Après la Terre, Matthieu Brun , la recherche stratégique alimentaire s’intensifie dans l’Espace, vous pouvez nous en dire un mot ?

Qui peut nous parler mieux de l’enjeu de l’alimentation et de l’agriculture qu’un astronaute qui, sauf dans les films de science fiction, n’a pas les moyens de cultiver sa propre nourriture ? C’est ce qu’on a voulu pointer en proposant cet entretien avec Thomas Pesquet. Il nous rappelle la dimension vitale de l’alimentation y compris en apesanteur et qu’il n’y aura pas d’exploration spatiale sans aller chercher les moyens de produire et de consommer.

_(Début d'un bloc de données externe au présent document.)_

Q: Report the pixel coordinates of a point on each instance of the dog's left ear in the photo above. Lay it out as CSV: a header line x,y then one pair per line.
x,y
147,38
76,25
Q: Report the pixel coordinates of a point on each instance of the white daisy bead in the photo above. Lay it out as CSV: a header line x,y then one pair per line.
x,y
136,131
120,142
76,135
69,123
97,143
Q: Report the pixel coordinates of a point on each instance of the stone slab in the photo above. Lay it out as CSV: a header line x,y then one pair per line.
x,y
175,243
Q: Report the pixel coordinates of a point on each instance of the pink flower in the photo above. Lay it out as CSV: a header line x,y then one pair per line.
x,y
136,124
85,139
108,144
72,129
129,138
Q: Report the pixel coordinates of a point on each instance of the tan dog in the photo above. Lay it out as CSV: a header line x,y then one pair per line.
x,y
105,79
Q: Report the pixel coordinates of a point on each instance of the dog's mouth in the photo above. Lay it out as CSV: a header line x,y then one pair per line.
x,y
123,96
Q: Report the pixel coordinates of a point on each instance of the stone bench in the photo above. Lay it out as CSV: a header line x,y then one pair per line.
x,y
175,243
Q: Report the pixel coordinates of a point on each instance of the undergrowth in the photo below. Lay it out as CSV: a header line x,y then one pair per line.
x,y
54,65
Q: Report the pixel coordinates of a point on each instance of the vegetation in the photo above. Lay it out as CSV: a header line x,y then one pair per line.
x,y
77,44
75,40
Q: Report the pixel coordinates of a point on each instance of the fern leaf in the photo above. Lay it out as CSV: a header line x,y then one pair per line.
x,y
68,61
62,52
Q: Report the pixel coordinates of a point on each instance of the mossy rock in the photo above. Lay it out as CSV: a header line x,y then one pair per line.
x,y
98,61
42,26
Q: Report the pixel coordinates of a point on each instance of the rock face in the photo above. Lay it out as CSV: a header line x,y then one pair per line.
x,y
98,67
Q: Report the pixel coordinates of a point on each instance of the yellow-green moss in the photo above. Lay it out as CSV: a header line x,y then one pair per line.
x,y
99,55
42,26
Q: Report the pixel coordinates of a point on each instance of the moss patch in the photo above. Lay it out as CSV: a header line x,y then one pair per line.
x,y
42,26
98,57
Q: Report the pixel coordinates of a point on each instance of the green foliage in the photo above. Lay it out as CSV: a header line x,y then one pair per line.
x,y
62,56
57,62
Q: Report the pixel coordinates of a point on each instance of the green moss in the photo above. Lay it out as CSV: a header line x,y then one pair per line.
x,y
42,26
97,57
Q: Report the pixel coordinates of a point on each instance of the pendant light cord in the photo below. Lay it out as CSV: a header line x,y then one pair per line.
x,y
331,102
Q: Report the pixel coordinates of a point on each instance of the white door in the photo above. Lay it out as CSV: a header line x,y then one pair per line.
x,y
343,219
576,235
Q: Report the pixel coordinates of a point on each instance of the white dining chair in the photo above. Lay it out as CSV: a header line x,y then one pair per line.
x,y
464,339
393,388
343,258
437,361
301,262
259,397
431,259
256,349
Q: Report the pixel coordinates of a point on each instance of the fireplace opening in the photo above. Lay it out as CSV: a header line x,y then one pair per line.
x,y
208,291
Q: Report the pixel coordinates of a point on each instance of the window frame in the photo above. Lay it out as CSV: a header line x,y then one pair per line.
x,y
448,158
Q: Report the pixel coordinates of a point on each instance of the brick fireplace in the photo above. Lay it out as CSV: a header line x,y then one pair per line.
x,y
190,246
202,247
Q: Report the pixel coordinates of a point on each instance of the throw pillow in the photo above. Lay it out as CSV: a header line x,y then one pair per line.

Pour aller au bout de cette dimension stratégique de recherche et d’innovation que le robot Persévérance a remis sur le devant de la scène, on aura surtout besoin d’agronomes et de chercheurs sur l’alimentation.

* Selon le Ministère de la santé et de la solidarité et le Secours catholique environ 8 millions de personnes soit 12% de la population française ont eu recours à l’aide alimentaire en 2020 ( Secours catholique – Caritas France, état de la pauvreté en France en 2020, nov 2020)

* Le 21 avril 2020, le Programme Alimentaire Mondial, lauréat en 2020 du Prix Nobel de la Paix, indiquait que 130 millions de personnes supplémentaires pourraient se retrouver au bord de la famine d’ici à la fin de l’année.